А там лето. И лавочка во дворе. А над лавочкой берёза. И пионеры какие-то пиво пьют.
— Ничего. За мои прошедшие двадцать семь. И чтоб не в последний раз.
— Ну охуеть теперь. Понеслась. Что не так?
— Всё так. И рюмку трёхлитровую я купила. И кольцо с фальшивым рубином. И усы отращиваю.
— Дура ты, Лида. Дай сюда письмо это. Адрес-индекс не запомнила? Ну и хорошо. Дай сюда… Вот. Всё. Нет никакого письма. Неси свою рюмку трёхлитровую, антиквариат ты мой… Сопляяяяяяяяя ты старая, и говно. Давай, за Саню этого, за Тольятти, и за тебя. И за меня. Потому что сдохнуть мне на этом месте, если я тебя до тридцати лет замуж во второй раз не выпихну. Кстати, есть у меня мужик один знакомый, Димка Раевский. Потом расскажу. А сейчас — за Саню!
День седьмой
07-11-2012
— Дим, ты спишь?
— Сплю.
— Ну, спи.
Переворачиваюсь на бок. Рядом недовольная возня. Секунд двадцать.
— Ну всё. Весь сон ушёл. А всё ты виновата.
Царапает мою спину.
— Ну вот чо ты жопой повернулась? Ты чего хотела-то?
— Ничего уже. Забыла. Сплю я. Отстань.
Кусает за плечо.
— Бубубубу.
Молчу.
— Ну и молчи.
— Ну и молчу.
Ложится рядом. В темноте чувствую, что улыбается.
— Так чего хотела-то, ну?
Поворачиваюсь к нему лицом, приподнимаюсь на локте:
— Слушай, мне платье не нравится! Ну говно же платье!
Смотрит на меня в темноте. Тремя пальцами трёт переносицу.
— Ты про свадебное что ли?
Морщусь.
— Да какое оно в жопу свадебное! Это вообще не платье! Это юбка с чем-то непонятным!
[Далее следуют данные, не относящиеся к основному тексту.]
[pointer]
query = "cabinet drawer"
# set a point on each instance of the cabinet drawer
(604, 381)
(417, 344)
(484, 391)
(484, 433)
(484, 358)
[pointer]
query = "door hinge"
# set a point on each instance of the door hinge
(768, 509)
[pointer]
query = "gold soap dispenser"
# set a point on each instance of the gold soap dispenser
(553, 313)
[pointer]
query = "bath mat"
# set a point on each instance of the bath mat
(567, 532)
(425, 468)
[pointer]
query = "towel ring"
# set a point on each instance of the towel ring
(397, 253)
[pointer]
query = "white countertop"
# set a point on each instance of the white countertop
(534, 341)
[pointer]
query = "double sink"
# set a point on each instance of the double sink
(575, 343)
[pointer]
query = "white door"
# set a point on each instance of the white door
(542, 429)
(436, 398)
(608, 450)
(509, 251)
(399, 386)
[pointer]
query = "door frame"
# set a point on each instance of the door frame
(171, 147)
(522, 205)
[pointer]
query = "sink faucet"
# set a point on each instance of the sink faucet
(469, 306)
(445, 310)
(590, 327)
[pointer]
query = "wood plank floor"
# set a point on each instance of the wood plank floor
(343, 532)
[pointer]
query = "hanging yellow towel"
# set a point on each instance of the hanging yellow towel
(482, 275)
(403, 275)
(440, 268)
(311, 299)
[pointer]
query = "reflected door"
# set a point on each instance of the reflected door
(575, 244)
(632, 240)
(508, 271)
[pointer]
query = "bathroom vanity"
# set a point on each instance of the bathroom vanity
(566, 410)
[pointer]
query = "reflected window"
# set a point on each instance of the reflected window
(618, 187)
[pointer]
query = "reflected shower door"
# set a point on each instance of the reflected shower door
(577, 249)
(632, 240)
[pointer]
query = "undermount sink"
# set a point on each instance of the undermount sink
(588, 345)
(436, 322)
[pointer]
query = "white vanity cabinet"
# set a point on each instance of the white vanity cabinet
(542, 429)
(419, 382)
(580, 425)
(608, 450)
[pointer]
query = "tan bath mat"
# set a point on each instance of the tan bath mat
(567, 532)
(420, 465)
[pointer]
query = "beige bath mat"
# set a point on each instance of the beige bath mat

Включает ночник, жмурится, смотрит на часы.
— Лида. Три часа ночи. Тебе заняться нечем?
Надуваю губы. Рисунок на подушке разглядываю.
Бельё новое, кстати, нужно купить. Это бабушкино ещё. С узором, содранным с общепитовских тарелок. Но крепкое, крепкое.
— Я уснуть не могу. Я его сегодня днём три раза ещё померила. Ну говно же, говно!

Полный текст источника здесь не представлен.